第七章 本音のぶつかり合い

翌日、美咲は翔太に連絡した。


『話があります。会えませんか?』


二人は近所の公園で落ち合った。美咲はいつものジーンズとパーカー姿に戻っていた。


「あの...昨日の件ですけど」美咲が口を開いた。


「ああ、僕が余計なこと言っちゃって...」


「そうじゃないです」美咲が遮った。


「私、疑問に思うんです。翔太さんは、本当の私を好きになってくれたんでしょうか?」


翔太は困惑した。


「もちろんですよ。美咲さんのことが好きです」


「でも、私を変えようとしますよね?」


「それは...美咲さんがもっと輝けるようにと思って」


「私が決めることじゃないんですか?」


美咲の言葉に、翔太は言い返せなかった。


「私、最初から言ってましたよね。
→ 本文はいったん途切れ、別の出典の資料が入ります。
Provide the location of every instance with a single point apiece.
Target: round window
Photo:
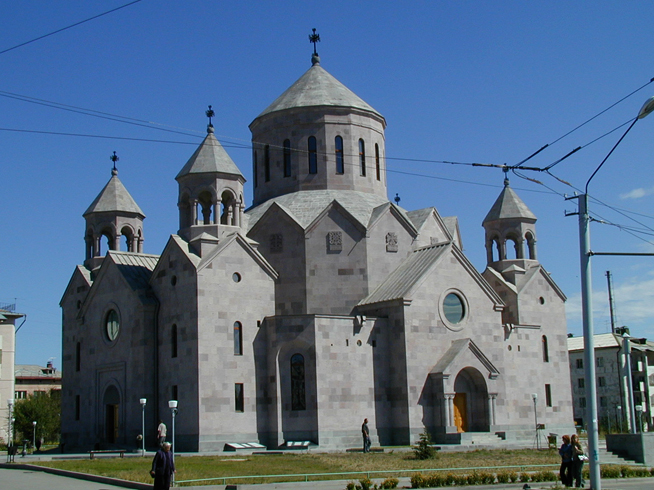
(454, 308)
(112, 325)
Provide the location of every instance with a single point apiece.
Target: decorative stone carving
(391, 242)
(276, 243)
(335, 241)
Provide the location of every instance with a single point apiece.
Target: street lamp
(143, 401)
(534, 396)
(587, 309)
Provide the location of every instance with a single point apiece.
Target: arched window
(287, 158)
(313, 155)
(377, 162)
(340, 165)
(266, 163)
(173, 341)
(238, 339)
(298, 397)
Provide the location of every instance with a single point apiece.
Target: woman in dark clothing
(163, 467)
(566, 461)
(577, 461)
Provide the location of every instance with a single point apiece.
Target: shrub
(366, 484)
(610, 471)
(418, 481)
(424, 448)
(389, 483)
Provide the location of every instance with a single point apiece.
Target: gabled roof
(509, 206)
(318, 88)
(210, 157)
(136, 268)
(306, 206)
(404, 278)
(114, 198)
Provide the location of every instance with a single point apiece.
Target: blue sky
(465, 81)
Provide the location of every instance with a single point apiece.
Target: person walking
(163, 467)
(366, 436)
(565, 451)
(578, 458)
(161, 433)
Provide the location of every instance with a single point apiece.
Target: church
(288, 322)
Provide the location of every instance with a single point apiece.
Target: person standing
(565, 451)
(161, 433)
(163, 467)
(577, 461)
(365, 432)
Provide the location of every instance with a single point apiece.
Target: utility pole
(611, 305)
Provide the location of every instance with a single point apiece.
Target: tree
(45, 409)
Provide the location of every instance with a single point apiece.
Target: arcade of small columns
(519, 247)
(449, 408)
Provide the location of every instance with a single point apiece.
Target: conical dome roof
(509, 206)
(114, 198)
(208, 158)
(318, 88)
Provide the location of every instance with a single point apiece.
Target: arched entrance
(111, 404)
(471, 402)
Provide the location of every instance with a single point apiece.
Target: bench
(108, 451)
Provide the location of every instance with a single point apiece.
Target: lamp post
(587, 309)
(10, 407)
(143, 401)
(172, 404)
(534, 396)
(630, 387)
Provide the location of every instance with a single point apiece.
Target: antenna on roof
(114, 158)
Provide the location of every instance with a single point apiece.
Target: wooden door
(460, 412)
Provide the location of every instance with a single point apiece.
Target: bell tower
(210, 191)
(510, 234)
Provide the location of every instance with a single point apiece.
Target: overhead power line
(68, 27)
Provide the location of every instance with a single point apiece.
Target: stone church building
(319, 305)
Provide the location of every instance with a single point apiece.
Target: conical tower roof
(210, 157)
(318, 88)
(114, 198)
(509, 206)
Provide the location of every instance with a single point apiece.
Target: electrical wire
(68, 27)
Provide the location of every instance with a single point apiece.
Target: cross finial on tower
(114, 158)
(314, 38)
(210, 113)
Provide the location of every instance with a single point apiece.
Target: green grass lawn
(199, 467)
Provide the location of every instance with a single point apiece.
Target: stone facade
(319, 306)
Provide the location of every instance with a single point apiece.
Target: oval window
(453, 308)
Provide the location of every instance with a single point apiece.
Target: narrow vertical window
(313, 155)
(340, 165)
(173, 341)
(238, 397)
(78, 359)
(298, 397)
(377, 162)
(266, 163)
(238, 339)
(287, 158)
(548, 395)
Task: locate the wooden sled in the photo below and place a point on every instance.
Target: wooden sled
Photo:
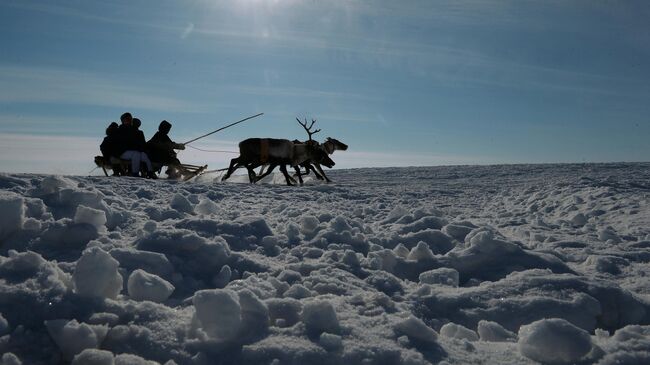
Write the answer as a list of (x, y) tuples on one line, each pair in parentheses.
[(182, 172)]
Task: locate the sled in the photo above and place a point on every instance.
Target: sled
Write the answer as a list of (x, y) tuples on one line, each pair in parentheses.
[(182, 172)]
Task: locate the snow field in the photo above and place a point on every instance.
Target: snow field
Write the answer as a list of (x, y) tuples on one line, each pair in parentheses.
[(456, 265)]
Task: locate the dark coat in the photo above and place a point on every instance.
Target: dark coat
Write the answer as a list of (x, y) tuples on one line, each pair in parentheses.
[(129, 138), (160, 148), (110, 146)]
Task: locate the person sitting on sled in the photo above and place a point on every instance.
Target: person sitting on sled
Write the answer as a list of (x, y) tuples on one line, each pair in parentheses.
[(132, 149), (110, 147), (161, 147)]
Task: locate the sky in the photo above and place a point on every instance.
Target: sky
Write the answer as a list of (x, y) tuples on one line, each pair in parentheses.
[(403, 83)]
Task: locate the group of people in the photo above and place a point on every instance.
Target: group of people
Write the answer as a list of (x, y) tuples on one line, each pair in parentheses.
[(127, 142)]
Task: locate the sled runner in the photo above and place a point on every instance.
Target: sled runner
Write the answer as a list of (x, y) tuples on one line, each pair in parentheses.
[(174, 171)]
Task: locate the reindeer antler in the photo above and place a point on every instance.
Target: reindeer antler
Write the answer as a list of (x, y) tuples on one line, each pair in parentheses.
[(308, 129)]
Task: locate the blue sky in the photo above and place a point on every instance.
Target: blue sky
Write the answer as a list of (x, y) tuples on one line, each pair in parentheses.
[(403, 83)]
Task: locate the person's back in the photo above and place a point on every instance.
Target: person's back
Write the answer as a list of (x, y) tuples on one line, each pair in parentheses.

面倒くさがりで、お洒落に興味がないって」


「でも、女性なら...」


「また女性なら、ですか?」美咲の声が厳しくなった。


「翔太さんは、私のどこを好きになってくれたんですか?外見ですか?それとも内面ですか?」


翔太は答えに窮した。正直、最初は美咲の内面に惹かれた。でも、付き合ううちに、彼女をもっと「完璧」にしたいという欲求が生まれていた。


「両方です」翔太がやっと答えた。


「だったら、なぜ変える必要があるんですか?」


「...」


沈黙が流れた。美咲が再び口を開く。


「私、思うんです。翔太さんは私を愛してるんじゃなくて、理想の女性に近づけて愛そうとしてるんじゃないかって」


「そんなことない!」翔太が反論した。


「美咲さんのことを思って...」


「本当に私のことを思ってくれてるなら、ありのままの私を受け入れてくれませんか?」


翔太は困った。確かに美咲の言う通りだった。でも、彼には譲れないものがあった。


「美咲さん、僕にも友達がいるし、SNSもやってるし...」


「だから何ですか?」


「僕の彼女として、もう少し...」


「翔太さんの彼女として?」美咲が首を傾げた。


「私は翔太さんの所有物じゃありません」


その言葉に、翔太はカチンときた。


「所有物なんて思ってません!でも、カップルならお互いに歩み寄るのが当然じゃないですか?」


「歩み寄る?私だけが変わって、翔太さんは何も変わってないじゃないですか」


「僕だって美咲さんのために...」


「何をしてくれました?」


翔太は言葉に詰まった。確かに、彼は自分を変えようとしたことがなかった。


「私、疲れました」美咲が静かに言った。


「いつも演技してるみたいで。本当の私じゃない誰かになってる気がして」


「美咲さん...」


「少し時間をください。考えたいことがあります」


美咲は立ち上がった。翔太は慌てて引き止めようとしたが、彼女の決意は固かった。